Keeping track of your identity can be difficult when dealing with a whole selection of different applications and software. However, blockchain prevents this from becoming an issue by providing software that helps to manage everything.
Cloud storage can help to make education a more streamlined process. It allows you to collect information from any device, thus making learning more flexible.
Pre-paid cards can be used to help students to get access to supplies or food without the need for physical cash-in-hand. As Dr. Roy Ale, Marketing Executive at Oxford Summer School says, ‘it’s a good idea to prepare the generation of young learners for a world which deals with cards because they’re an essential part of everyday spending’.

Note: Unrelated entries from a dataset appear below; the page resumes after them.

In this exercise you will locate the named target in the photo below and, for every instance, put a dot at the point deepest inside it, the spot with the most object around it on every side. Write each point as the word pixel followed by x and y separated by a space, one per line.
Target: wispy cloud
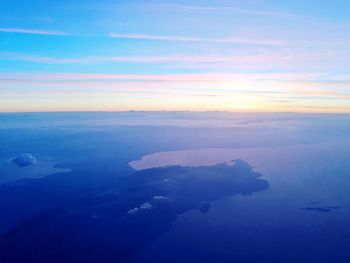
pixel 198 39
pixel 33 31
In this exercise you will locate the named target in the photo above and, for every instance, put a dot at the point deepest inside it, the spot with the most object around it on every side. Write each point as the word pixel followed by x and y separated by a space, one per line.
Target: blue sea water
pixel 289 202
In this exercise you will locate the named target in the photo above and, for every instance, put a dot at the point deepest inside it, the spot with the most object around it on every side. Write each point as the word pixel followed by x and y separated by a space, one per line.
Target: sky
pixel 223 55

Record keeping is often a challenge for education providers because it’s easy to get files mixed up and confused, as well as updated promptly. With blockchain, this becomes a much easier task by offering an automatic variant.
Charitable donations are often a big part of education because from a young age we’re encouraging children to be considerate of others. Being able to track donations and their impact can be a useful tool to have.
The ability to perform detailed checks on drivers, substitute teachers and other visitors to the school can be advantageous and can help to streamline the selection and employment process.
A world where libraries are electronic is no laughing matter — but being able to more precisely monitor which books go out and when could be a source of relief for many.
This one may not be as common an occurrence in the world of education, but some places will benefit from a fast and responsive sale of bonds.
A blockchain system could be used as a useful tool to try and run school shops and supply chains. It’s a more simplistic way of keeping track of everything.
Smart contracts are exceptionally helpful and could be set up to make sure that the funds for say, tuition, are released to the student when specific criteria are met.
All in all, these are 10 of the different ways that blockchain can benefit the education system. There is no doubt that an electronic edge for many of the standard processes which we take for granted would be very much appreciated.
It is essential to embrace the changes which are being made and work to improve them instead of shying away from them. This attitude is one which we need to impart to our children as well because they will be even more immersed in this new world than we will.